The open-source AI tool features a helpful interface to make training algorithms accessible to anyone with a computer, internet connection, and a massive sound library.
“Much of the technology involved is straightforward, but what is unique about us is that we built a user-friendly utility that lets people train their own AI,” explains Hawley.
Before Art+Logic embraced the project for its incubator initiative, Hawley had been playing around with algorithms and audio files for years, a hobby, of sorts, of the busy physics professor and musician. He dug into the work of top researchers using spectrograms, the visual representations of sound, as objects for algorithmic classification. It enabled him to find and tag sounds in a massive, confusingly-labelled sample and patch library, something producers and composers often struggle with.

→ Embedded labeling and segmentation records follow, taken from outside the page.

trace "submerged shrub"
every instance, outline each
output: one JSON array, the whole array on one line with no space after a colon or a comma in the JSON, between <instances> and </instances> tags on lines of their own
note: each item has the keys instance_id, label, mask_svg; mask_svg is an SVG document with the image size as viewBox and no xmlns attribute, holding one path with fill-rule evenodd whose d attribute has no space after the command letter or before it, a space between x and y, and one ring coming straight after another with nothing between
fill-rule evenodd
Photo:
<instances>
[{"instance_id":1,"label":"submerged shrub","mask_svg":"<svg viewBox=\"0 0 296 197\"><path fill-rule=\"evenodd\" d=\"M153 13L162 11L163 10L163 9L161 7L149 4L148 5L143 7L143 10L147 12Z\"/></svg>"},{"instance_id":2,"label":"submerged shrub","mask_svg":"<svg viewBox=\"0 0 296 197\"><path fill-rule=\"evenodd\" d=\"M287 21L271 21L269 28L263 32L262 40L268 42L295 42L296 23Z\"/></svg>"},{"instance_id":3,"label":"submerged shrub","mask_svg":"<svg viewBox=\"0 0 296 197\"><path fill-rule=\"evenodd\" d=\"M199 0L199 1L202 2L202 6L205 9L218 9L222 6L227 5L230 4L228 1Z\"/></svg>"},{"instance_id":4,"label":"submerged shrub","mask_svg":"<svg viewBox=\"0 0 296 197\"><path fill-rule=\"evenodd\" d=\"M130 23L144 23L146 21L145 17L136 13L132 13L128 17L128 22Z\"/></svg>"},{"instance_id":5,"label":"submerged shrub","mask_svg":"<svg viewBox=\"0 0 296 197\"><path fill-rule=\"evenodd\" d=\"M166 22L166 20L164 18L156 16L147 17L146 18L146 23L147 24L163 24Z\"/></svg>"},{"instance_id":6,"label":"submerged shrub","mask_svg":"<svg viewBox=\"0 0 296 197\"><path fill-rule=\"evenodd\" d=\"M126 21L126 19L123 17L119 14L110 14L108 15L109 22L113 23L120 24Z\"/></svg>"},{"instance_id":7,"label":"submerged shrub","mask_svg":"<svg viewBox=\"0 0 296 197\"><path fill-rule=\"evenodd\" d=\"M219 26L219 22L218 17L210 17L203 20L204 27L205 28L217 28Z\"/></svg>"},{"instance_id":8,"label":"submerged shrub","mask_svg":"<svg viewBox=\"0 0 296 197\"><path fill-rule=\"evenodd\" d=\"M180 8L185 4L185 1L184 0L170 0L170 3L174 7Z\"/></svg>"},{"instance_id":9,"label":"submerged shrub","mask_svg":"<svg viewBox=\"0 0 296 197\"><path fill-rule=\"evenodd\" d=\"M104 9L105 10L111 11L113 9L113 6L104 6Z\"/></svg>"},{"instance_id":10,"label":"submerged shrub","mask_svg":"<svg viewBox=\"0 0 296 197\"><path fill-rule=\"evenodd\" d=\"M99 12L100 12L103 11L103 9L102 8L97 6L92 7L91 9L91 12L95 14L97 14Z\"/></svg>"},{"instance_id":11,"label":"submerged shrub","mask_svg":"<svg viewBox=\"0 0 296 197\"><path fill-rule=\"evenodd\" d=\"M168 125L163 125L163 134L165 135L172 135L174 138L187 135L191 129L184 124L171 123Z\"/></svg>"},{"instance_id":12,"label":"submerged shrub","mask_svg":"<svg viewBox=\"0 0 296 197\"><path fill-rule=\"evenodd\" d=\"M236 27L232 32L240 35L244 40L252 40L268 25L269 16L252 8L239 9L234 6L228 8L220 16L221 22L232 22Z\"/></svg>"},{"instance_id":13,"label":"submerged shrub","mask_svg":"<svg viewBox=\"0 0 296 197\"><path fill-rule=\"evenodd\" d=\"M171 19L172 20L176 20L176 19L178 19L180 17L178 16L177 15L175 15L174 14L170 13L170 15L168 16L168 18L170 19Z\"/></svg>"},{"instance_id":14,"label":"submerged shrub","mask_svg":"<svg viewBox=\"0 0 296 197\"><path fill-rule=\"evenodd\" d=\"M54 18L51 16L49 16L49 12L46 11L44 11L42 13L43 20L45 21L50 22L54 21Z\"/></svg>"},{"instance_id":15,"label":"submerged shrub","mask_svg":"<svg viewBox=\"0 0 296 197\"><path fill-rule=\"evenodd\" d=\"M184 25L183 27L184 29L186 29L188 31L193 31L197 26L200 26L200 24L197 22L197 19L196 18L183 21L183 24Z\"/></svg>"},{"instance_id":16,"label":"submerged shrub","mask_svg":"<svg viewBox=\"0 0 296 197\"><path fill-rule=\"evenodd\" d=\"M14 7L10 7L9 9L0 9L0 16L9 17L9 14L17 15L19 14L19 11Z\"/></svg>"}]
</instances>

He dubbed his experiments Panotti, named for the big-eared people of medieval legend, and eventually he took his prototypes to Nashville’s ASPIRE Research Co-op, a gathering dedicated to audio innovation. He and his fellow researchers worked to improve Panotti.
There was a problem, however. Hawley’s model gave good results, but it was a pain to set up and train. Hawley imagined a better way, one accessible to audio pros, and Art+Logic helped him find it, creating a simple, attractive interface. This interface ensures Vibrary leaps past a major sticking point for many specialised machine learning projects: Domain experts aren’t data scientists, and data scientists may have no clue how domain experts use or perceive the data. Vibrary empowers audio pros to build their own AI without a data-science background.
“Scott’s interface was built in Python, but it wasn’t something the overwhelming majority of users would have been able to configure,” says Jason Bagley, senior software developer at Art+Logic, himself an electronic musician. “We wanted something someone could download and start running immediately. We simplified things, automating a lot of processes. I came up with a user flowchart for training and categorisation. My colleague Daisey Traynham turned the flowchart into an interface that is simple to use, hiding as much of the complexity as possible.”
Data can present another hurdle in training an effective machine learning model as a non-expert. “Data scientists have to be careful in creating their data set. If you’re a producer, you don’t think like a data scientist. You may not get why your data are causing model prediction errors,” reflects Hawley. “We had to guide end users toward data and approaches that are helpful to them.” For example, to adequately train a model, users need to tag a large number of files with a shared characteristic to ensure accuracy. “We did a good job of making this difficult step as simple as it could be,” says Bagley.
After some soul searching, the Art+Logic team decided that the best way to get Vibrary out to users was to make it open source, rather than trying to launch a full-blown commercial product. Bagley and Hawley imagine many use cases for Vibrary far from the studio, including counting bird species by calls in a forest and diagnosing motors or devices by sound. “We knew this could be very useful to people, and we didn’t want to limit the features or define a single direction for the software,” Bagley notes. “As open-source software, we can get it into people’s hands and they can get creative.”